Wetenschap
Dit is een Janus nanodeeltje. Krediet:Deborah Brewington / Vanderbilt University
(PhysOrg.com) -- Nieuwe systemen voor het afleveren van medicijnen, zonnepanelen, industriële katalysatoren en videodisplays behoren tot de mogelijke toepassingen van speciale deeltjes die twee chemisch verschillende kanten hebben. Deze deeltjes zijn genoemd naar de Romeinse god Janus met twee gezichten en hun dubbele chemische gezichten stellen hen in staat om nieuwe structuren en nieuwe materialen te vormen.
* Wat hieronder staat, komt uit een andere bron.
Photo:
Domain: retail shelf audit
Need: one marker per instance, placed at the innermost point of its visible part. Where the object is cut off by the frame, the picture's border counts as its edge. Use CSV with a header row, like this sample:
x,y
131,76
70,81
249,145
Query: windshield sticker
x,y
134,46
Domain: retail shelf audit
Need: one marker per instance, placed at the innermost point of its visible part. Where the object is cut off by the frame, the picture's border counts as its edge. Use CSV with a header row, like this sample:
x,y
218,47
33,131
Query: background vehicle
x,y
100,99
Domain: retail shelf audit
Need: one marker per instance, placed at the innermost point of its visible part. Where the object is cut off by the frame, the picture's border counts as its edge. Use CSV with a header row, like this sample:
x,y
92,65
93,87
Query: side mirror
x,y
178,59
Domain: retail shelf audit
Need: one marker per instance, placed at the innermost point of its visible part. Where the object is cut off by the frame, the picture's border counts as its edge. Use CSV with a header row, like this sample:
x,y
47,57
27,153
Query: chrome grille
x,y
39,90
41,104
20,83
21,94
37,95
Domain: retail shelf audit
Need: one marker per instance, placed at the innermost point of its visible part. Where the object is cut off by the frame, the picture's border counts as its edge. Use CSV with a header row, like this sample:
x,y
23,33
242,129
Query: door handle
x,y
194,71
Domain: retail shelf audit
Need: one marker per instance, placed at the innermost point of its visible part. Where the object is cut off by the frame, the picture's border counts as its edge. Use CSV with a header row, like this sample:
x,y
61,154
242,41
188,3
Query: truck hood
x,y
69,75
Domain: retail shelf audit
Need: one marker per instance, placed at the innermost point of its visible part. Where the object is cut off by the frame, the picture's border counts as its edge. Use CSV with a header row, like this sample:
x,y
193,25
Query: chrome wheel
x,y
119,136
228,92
Echter, omdat wetenschappers de grootte van Janus-deeltjes hebben teruggebracht tot enkele nanometers in diameter - ongeveer de grootte van individuele eiwitten, die het grootste potentieel heeft voor medicamenteuze therapie - hun inspanningen zijn belemmerd omdat ze geen manier hebben gehad om de oppervlakken van de deeltjes die ze produceren nauwkeurig in kaart te brengen. Deze onzekerheid heeft het moeilijk gemaakt om de effectiviteit van deze deeltjes voor verschillende toepassingen te evalueren en om de methoden te verbeteren die onderzoekers gebruiken om ze te produceren.
Nutsvoorzieningen, een team van scheikundigen van Vanderbilt heeft dit obstakel overwonnen door de eerste methode te ontwikkelen die de chemische eigenschappen van de kleinste van deze Janus-nanodeeltjes snel en nauwkeurig in kaart kan brengen.
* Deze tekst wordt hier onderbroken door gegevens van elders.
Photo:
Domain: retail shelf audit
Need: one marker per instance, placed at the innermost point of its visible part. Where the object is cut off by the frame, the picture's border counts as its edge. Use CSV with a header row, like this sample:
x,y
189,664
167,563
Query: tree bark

De resultaten, deze maand online gepubliceerd in het Duitse scheikundetijdschrift Angewandte Chemie , een groot obstakel aanpakken dat de ontwikkeling en toepassing van de kleinste Janus-nanodeeltjes heeft vertraagd.
Het feit dat Janus-deeltjes twee chemisch verschillende gezichten hebben, maakt ze potentieel waardevoller dan chemisch uniforme deeltjes. Bijvoorbeeld, het ene gezicht kan geneesmiddelmoleculen vasthouden, terwijl het andere is gecoat met linkermoleculen die aan de doelcellen binden. Dit voordeel is groter wanneer de verschillende oppervlakken netjes in halve bollen zijn gescheiden dan wanneer de twee soorten oppervlakken met elkaar vermengd zijn.
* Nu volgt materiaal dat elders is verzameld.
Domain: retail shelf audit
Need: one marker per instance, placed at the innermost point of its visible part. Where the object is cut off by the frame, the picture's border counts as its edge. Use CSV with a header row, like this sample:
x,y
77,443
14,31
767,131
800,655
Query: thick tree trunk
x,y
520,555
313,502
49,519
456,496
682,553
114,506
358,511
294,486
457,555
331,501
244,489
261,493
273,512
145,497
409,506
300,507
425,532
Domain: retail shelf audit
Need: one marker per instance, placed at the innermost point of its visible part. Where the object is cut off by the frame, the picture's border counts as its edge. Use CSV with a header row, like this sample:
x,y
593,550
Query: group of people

Voor grotere nanodeeltjes (met afmetingen groter dan 10 nanometer), onderzoekers kunnen bestaande methoden gebruiken, zoals scanning elektronenmicroscopie, om hun oppervlaktesamenstelling in kaart te brengen. Dit heeft onderzoekers geholpen hun productiemethoden te verbeteren, zodat ze netjes gescheiden Janus-deeltjes kunnen produceren. Echter, conventionele methoden werken niet bij afmetingen onder de 10 nanometer.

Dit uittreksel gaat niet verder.